Direct Lending: Why Global & Why Now?
For investors looking to generate income, preserve capital, and achieve diversification—particularly at a time when macroeconomic and geopolitical uncertainties are high—taking a global approach to direct lending markets can be part of the solution.
The dynamic growth of direct lending over the last 10+ years has captivated investors and captured a fair share of headlines. North America, the largest and most mature market, tripled in size between 2010 and 2024. Estimated to be around $1.5 trillion today, expectations are for it to reach nearly $2 trillion by the end of the decade. The European direct lending market is about half that size, estimated to be between $500 billion and $1 trillion—and growing. Developed Asia Pacific is the smallest market by AUM but arguably has the longest runway for growth, standing at around $28 billion today1.

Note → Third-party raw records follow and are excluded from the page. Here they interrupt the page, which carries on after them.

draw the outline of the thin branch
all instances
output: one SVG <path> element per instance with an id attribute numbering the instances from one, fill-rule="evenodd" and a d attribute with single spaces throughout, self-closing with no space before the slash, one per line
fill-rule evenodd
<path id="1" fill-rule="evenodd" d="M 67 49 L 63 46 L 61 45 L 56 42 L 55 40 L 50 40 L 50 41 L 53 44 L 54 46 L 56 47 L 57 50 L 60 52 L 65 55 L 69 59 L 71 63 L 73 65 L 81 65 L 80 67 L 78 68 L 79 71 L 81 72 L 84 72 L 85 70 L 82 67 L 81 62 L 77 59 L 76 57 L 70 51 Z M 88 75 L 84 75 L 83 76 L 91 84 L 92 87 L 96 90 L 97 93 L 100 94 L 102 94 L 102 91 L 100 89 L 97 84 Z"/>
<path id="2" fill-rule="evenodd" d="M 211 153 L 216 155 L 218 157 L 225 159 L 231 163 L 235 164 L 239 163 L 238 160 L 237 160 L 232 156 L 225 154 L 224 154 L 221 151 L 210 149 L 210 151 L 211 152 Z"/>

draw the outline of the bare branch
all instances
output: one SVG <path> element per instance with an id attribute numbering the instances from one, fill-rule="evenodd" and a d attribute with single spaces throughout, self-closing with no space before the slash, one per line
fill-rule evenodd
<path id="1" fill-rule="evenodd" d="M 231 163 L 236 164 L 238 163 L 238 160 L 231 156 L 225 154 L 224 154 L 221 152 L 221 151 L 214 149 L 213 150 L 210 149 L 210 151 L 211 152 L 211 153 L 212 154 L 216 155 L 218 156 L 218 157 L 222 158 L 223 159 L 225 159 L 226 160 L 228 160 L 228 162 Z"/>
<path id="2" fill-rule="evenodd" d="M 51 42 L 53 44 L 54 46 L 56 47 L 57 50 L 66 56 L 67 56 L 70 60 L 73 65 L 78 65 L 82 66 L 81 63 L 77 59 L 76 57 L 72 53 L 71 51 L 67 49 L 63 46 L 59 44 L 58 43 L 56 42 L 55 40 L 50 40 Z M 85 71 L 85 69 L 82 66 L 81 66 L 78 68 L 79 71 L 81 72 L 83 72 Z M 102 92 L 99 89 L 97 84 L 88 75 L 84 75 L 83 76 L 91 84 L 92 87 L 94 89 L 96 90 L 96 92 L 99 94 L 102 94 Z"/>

The impressive growth across these markets is not in size alone. Particularly over the last five years, direct lending has seen a proliferation of growth across different investor channels. Once limited primarily to institutional investors like insurance companies and pension funds, direct lending today has a meaningful retail investor base. In North America, the rise of business development companies (BDCs) has been a significant contributor to that expansion. According to LSEG, BDC AUM surpassed $300 billion in 2024, with roughly half of that coming from publicly traded vehicles—of which there are about 50 in North America—and roughly half coming from non-traded BDCs2.
No Signs of Slowing
Investors’ allocations to direct lending have evolved as well. Five to 10 years ago, private credit was largely considered a satellite strategy, with most institutional investors concentrated in North America and allocating around 1% to the asset class—and that 1% was primarily in traditional, middle market direct lending. Today, many LPs have increased their private credit allocations to upward of 20%, often comprising a wide variety of sub-strategies and spanning multiple regions. Rather than a narrower focus on North America or Europe alone, for example, global strategies focused on capturing relative value across geographies are garnering more interest.
1. Source: Preqin. As of March 2025.
2. Source: LSEG LPC. As of December 2024.